DeMarious D. Combs and Christopher M. Albright were this year’s winners of the Dr. Helen Richards-Smith Black History Oratorical Contest. 

Combs placed first with his oration of his essay “Youth: Important or Not to the Civil Rights Movement.” His essays told how “youth were the pivotal turning point of the Civil Rights Movement.”

The 16-year-old Grambling High student cited the Birmingham bombing that killed youths Denise McNair, Addie Mae Collins, Carole Robertson and Cynthia Wesley; the nearly 100,000 students who participated in sit-ins; and young people who took part in freedom rides.

“When most people think of the Civil Rights Movement, they often think of Martin Luther King Jr., Malcolm X and Rosa Parks, but there were teenagers and children, some as young as six, who marched in Birmingham to protest segregation,” said Combs. 

It helps build vocabulary and get you ready for public speaking in college as well.  I was excited. It is a great opportunity to get used to speaking in crowds an shows. 

Would recommend to others great way to learn about our history and heritage and let people know about black history.

Albright, a sophomore at New Living Word School in Ruston, delivered his essay, “Hatred Didn’t Stop Us: How Douglass Huemann and John Perkins Succeeded.”  The essay focused on how both African Americans and whites who supported the Civil Rights Movement.

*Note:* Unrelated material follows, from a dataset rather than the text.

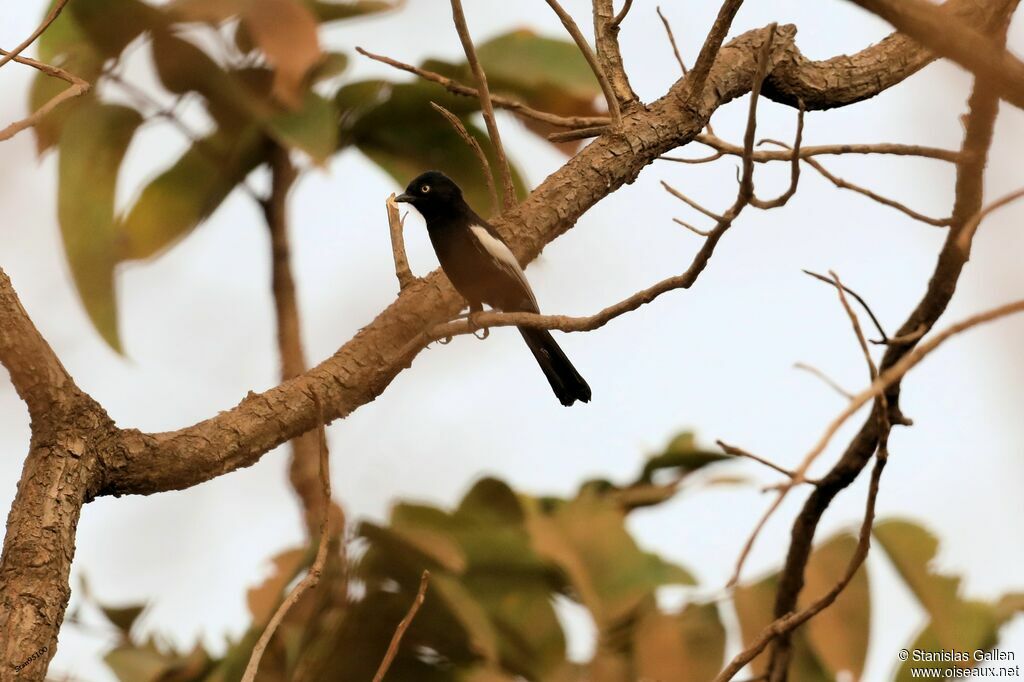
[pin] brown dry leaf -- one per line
(287, 33)
(263, 599)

In the fall of 1969, Reverend Perkins became the leader in an economic boycott of white-owned stores in Mendenhall, Miss. On February 7, 1970, following the arrest of students who had taken part in a protest march in Mendenhall, Perkins was arrested and tortured by white police officers.

Huemann, a white man and volunteer at Perkins’ Voice of Calvary, was called a traitor, jailed and beaten severely for driving a van full of students from Tougaloo College back to campus. 

Albright said, “This story was only one of many that struck people in their hearts during the Civil Rights Movement. John Perkins was resilient and did not let hatred stop him. He loved the ones who hated him and did not respond with violence.

The Grambling Alumnae Chapter of Delta Sigma Theta Sorority, Inc. and the Pinkie C. Wilkerson Life Development Center sponsored the contest, which was held on Sunday at Lewis Temple C.M.E. Church in Grambling.

After working at Grambling State University for over 50 years, Richards-Smith retired as the dean of the Earl Lester Cole Honors College. A member of the Grambling chapter, she served two non-consecutive terms as Southwest Regional Director of Delta Sigma Theta Sorority, Inc.